Il venditore si racconta
Tradotto con Google TraduttoreQuesto frammentario ritratto in bronzo, descritto come nello stile della tradizione cortigiana di Benin e raffigurante un nano, occupa una posizione complessa nel corpo della metalleria dell’Africa occidentale, evocando al contempo forme canoniche e discostandovisi tramite il suo soggetto. L’illustre tradizione di fusione associata al regno storico di Benin, centrata nell’attuale Benin City, è contraddistinta dalla sua sofisticazione tecnica e dalla stretta integrazione con l’ideologia reale. Le teste, il più delle volte raffiguranti obas o antenati commemorativi, venivano prodotte con il processo a cera persa e integravano arazioni d’altare che articolavano la continuità dinastica, l’autorità politica e l’obbligo rituale.

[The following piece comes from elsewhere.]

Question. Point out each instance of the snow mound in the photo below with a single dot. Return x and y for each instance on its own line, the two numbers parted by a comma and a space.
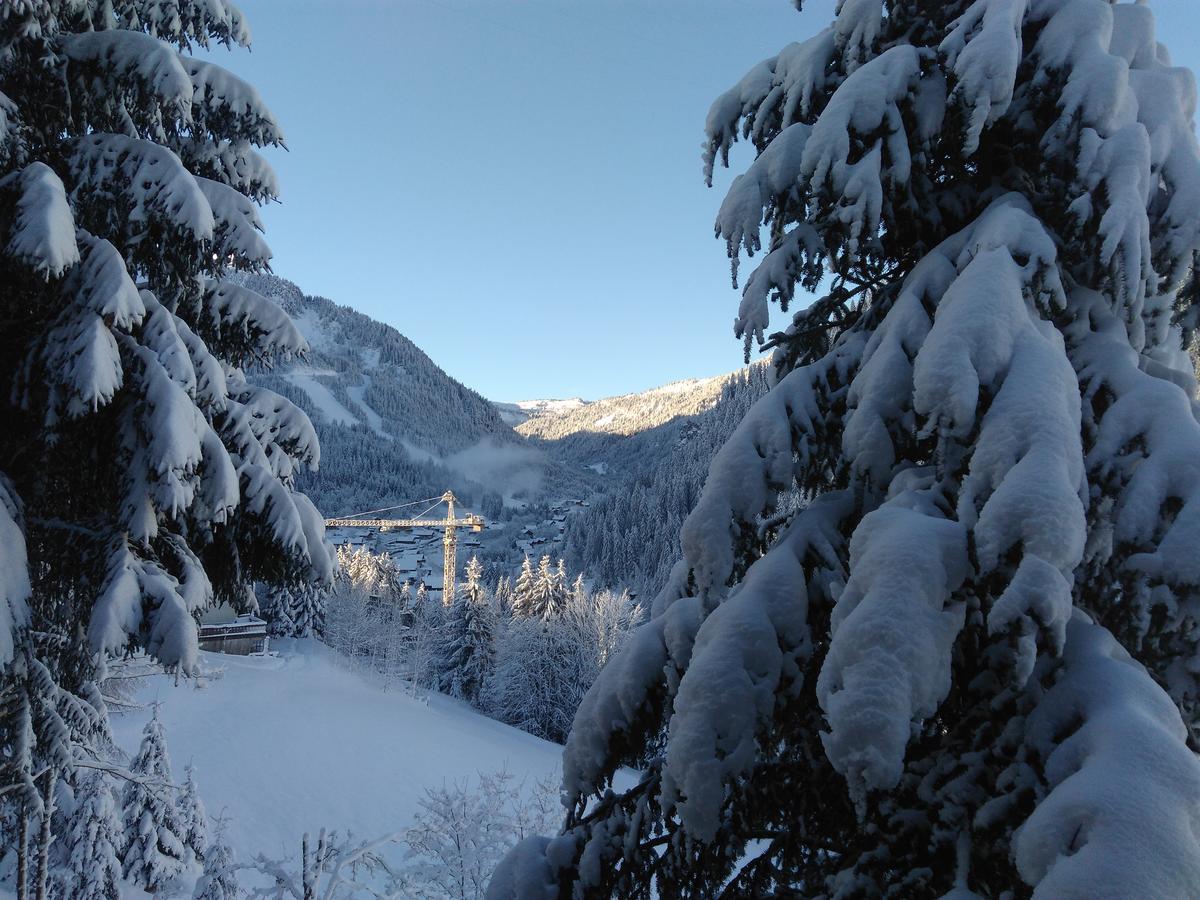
295, 743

All’interno di questo linguaggio visivo consolidato, la fisionomia tende a un equilibrio controllato tra naturalismo e stilizzazione: lineamenti simmetrici, marchi di scarificazione accuratamente incisi e raffinati paramenti resi con attenzione al dettaglio gerarchico. L’introduzione di una figura di nano, tuttavia, segnala una spinta deliberata di cambio di enfasi. Figure di proporzioni alterate sono relativamente rare nel repertorio benino, eppure la loro presenza è storicamente attestata e va intesa in relazione alla struttura della corte reale. Individui affetti da nanismo hanno occupato ruoli distintivi, talvolta associati a funzioni performative, protettive o liminali. La loro rappresentazione in metallo può dunque indicare non solo una differenza fisica ma una posizione simbolica carica all’interno della vita di corte.
La testa in esame sembra tradurre queste associazioni in forma scultorea. Le sue proporzioni, probabilmente caratterizzate da una compressione delle caratteristiche fisionomiche e da un’enfasi sul volume cranico, si discostano dall’ideale normativo dei ritratti reali. Al tempo stesso, l’adesione a determinate convenzioni formali—come il trattamento degli occhi, l’articolazione della coiffure o del copricapo e la modulazione superficiale della fusione—ancora l’opera in un idiom beniniano riconoscibile. Questa tensione tra conformità e deviazione invita a una lettura che mette in primo piano sia l’adattabilità della tradizione sia la specificità dei suoi referenti sociali."